Remember, the unoptimized version of the database and dashboard (database #1) took 117s to render. 29s is pretty darn good.
Let’s compare the queries Tableau now executes against our newly flattened database #5. I’ve also included db1 as a reference:
In the test 10 – 5 Nodes – Flatten DB Schema (7), you can see that Tableau is executing different queries than it did in test 6. They run much faster. As I said, there’s still room for improvement here:
- There are still two LEFT JOINs to dimension tables in the query above
- Looks like cd_education_status is a group leveraging a text field. I might create the group on the numeric KEY of cd_education_status instead, and then alias it to text
Larger Data Sets and Aggregation Tables
180M rows frankly isn’t that much data. Lets compare perceived performance when we move up to 390M rows. I got a bit lazy and dropped back to only using 3 sample databases at larger data volumes: databases 2 and 4 really weren’t doing anything for me, so why bother?
I use database 3 (as you’ll recall it was the “fastest” one out of the box) as a control, while we tinker with databases 1 and 5:
As one would expect, the flattened database 5 is still fastest against 380M rows. Our dashboard is taking a little bit less than 2x the time to complete, however (29s vs 53s). Way too slow. Why don’t we just try “more Redshift” to solve this problem?
“More nodes” will only get you so far. Brute strength can’t really fix bad design – it simply hides it. Temporarily. You’re also doubling your Redshift cost.
In this case, however adding another five nodes works pretty well.

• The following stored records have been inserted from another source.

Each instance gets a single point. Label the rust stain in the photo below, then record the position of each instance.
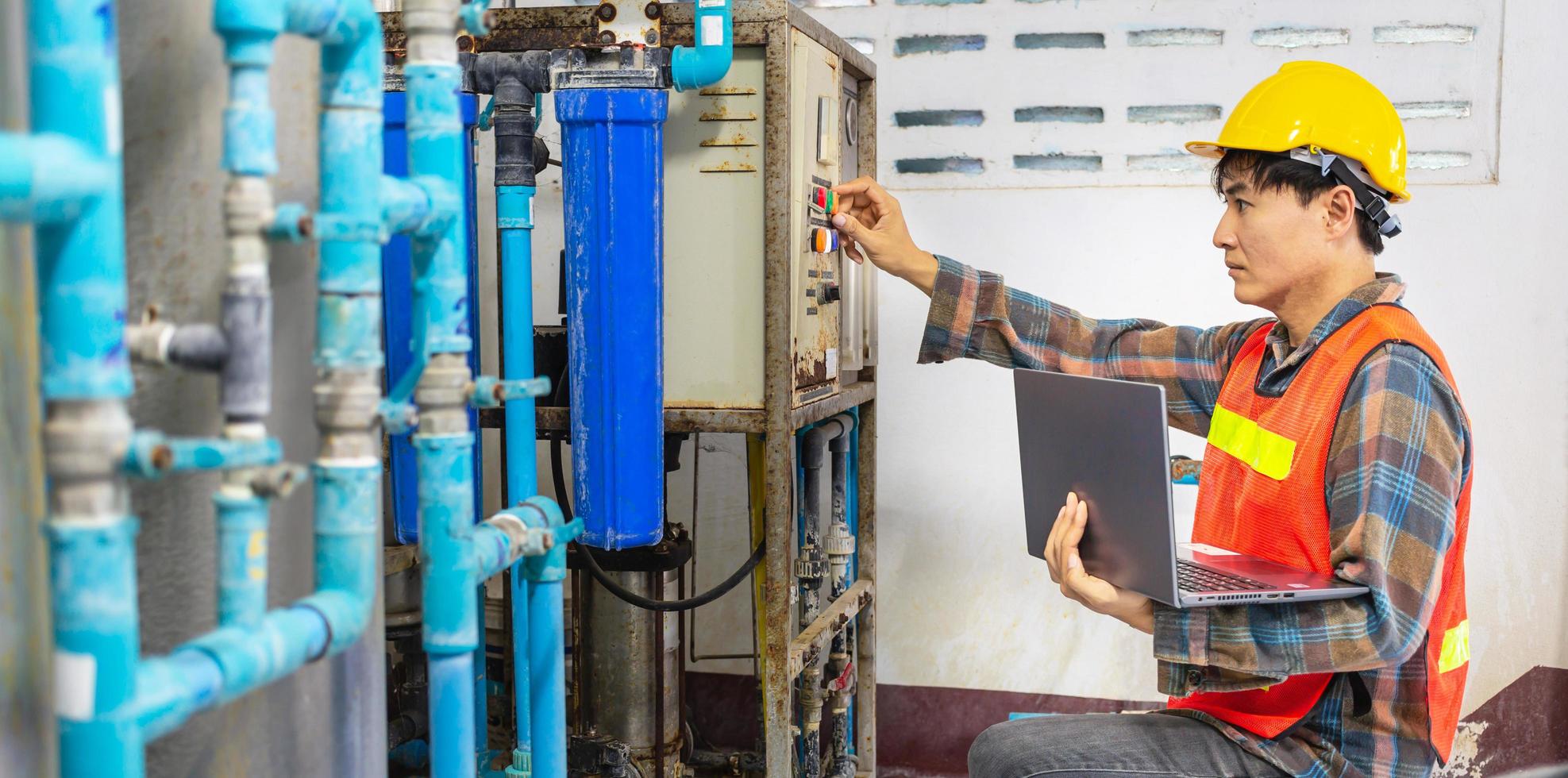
(734, 140)
(730, 167)
(723, 115)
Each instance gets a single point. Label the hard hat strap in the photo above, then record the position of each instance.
(1368, 198)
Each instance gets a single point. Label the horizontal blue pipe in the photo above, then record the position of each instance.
(49, 178)
(152, 453)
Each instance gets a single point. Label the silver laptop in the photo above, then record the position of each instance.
(1106, 441)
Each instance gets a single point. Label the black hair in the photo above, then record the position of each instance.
(1278, 173)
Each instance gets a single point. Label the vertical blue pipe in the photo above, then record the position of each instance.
(548, 678)
(74, 80)
(93, 578)
(514, 223)
(612, 146)
(452, 714)
(242, 559)
(74, 88)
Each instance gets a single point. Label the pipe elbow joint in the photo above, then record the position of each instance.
(345, 614)
(704, 64)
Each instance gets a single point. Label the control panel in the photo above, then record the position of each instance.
(815, 297)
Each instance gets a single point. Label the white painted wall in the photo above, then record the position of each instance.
(963, 606)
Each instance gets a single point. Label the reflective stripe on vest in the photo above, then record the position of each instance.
(1455, 648)
(1262, 451)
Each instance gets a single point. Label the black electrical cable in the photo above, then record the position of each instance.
(667, 606)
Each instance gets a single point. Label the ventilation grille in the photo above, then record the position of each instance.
(1056, 93)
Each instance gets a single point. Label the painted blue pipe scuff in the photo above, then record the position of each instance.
(74, 93)
(546, 651)
(402, 339)
(514, 225)
(242, 557)
(93, 578)
(49, 178)
(612, 143)
(704, 64)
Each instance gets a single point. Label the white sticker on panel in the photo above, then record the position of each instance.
(712, 32)
(75, 684)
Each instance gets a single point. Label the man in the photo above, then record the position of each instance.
(1339, 391)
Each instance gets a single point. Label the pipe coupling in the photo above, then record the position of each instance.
(87, 440)
(345, 403)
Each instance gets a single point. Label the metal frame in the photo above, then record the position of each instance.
(765, 24)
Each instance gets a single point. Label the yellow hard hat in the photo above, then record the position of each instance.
(1319, 106)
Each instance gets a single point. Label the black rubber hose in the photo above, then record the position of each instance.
(667, 606)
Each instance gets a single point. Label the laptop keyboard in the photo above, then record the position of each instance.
(1193, 578)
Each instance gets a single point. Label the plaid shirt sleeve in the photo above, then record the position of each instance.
(1394, 472)
(976, 316)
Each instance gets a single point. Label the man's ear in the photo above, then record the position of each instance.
(1339, 212)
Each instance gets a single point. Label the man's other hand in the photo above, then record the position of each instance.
(1066, 570)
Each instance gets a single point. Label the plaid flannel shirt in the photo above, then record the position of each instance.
(1397, 458)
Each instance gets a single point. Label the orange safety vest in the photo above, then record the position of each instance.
(1261, 493)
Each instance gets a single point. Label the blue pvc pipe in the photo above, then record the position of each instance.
(546, 678)
(74, 88)
(514, 223)
(546, 645)
(49, 178)
(612, 143)
(93, 583)
(452, 714)
(242, 559)
(435, 141)
(709, 60)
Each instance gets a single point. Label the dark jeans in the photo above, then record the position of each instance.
(1122, 745)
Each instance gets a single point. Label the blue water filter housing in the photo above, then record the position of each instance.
(612, 144)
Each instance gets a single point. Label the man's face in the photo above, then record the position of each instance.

At ten nodes, dashboard load time is back to 33s (you can’t see that below, just trust me):
The Elephant
We haven’t discussed the elephant in the room: all this tuning is well and good, but no user is going to accept a dashboard that takes upwards of 30 seconds to render. They just won’t. I sure wouldn’t.
I suspect it would be possible to do additional performance tuning and get this down to 20-25 seconds…but that’s still too slow.
So, let’s create an aggregation (summary) table which rolls up our facts by day. We’ll need to modify dashboard to use this new table as it’s data source in much the same way we did when we implemented the flattened schema. Here is the result, and it’s impressive:
3.69 seconds. Not bad. We’re still running with ten nodes above, but if we dropped down to five, I bet we’d still be under 10 seconds on a “virgin, un-cached” viz exection. That’s acceptible to me.
Next, we’ll pump up fact table rows to just under 3 billion and roll back our aggregate table. We’ll use the flattened database schema which removes many (but not all) of the JOINs in database 5. Database 1 and database 3 remain the same.
We’ll also jack the number of nodes WAY up. I ran two tests: one which utilized thirty-two dc1.large nodes, and another which used two dc.8xlarge nodes. In terms of functional horsepower, both rigs are pretty much equivalent.
The results sure aren’t similar, however. Our “more, smaller nodes” cluster is nearly twice as fast as our “fewer, big nodes” instance. What the hell?
In the Top 10 Things You Must Do article I wrote about a month ago, I mentioned this. Especially when you have a fair number of joins, more nodes are often better than fewer nodes (assuming they deliver the same horsepower in aggregage)
The only test in which the two dc.8xlarges are marginally faster than the thirty-two dc.xlarges is “database 5”.
Why? Most likely it’s the fact that I simplified the schema enough (therefore removing JOINs) to negate the advantage of doing this sort of work on “more nodes”.
Lets finish up by creating an aggregate table on our 3B rows in database 1:
Very fast on both of our “monster” clusters. You’re looking at 5 seconds on the two-node dc1.8xlarge rig and 4 seconds on the thirty-two dc1.xlarges.
We’re done
Thanks for reading, hope this was helpful.
This is quite useful and lots of information to process on this.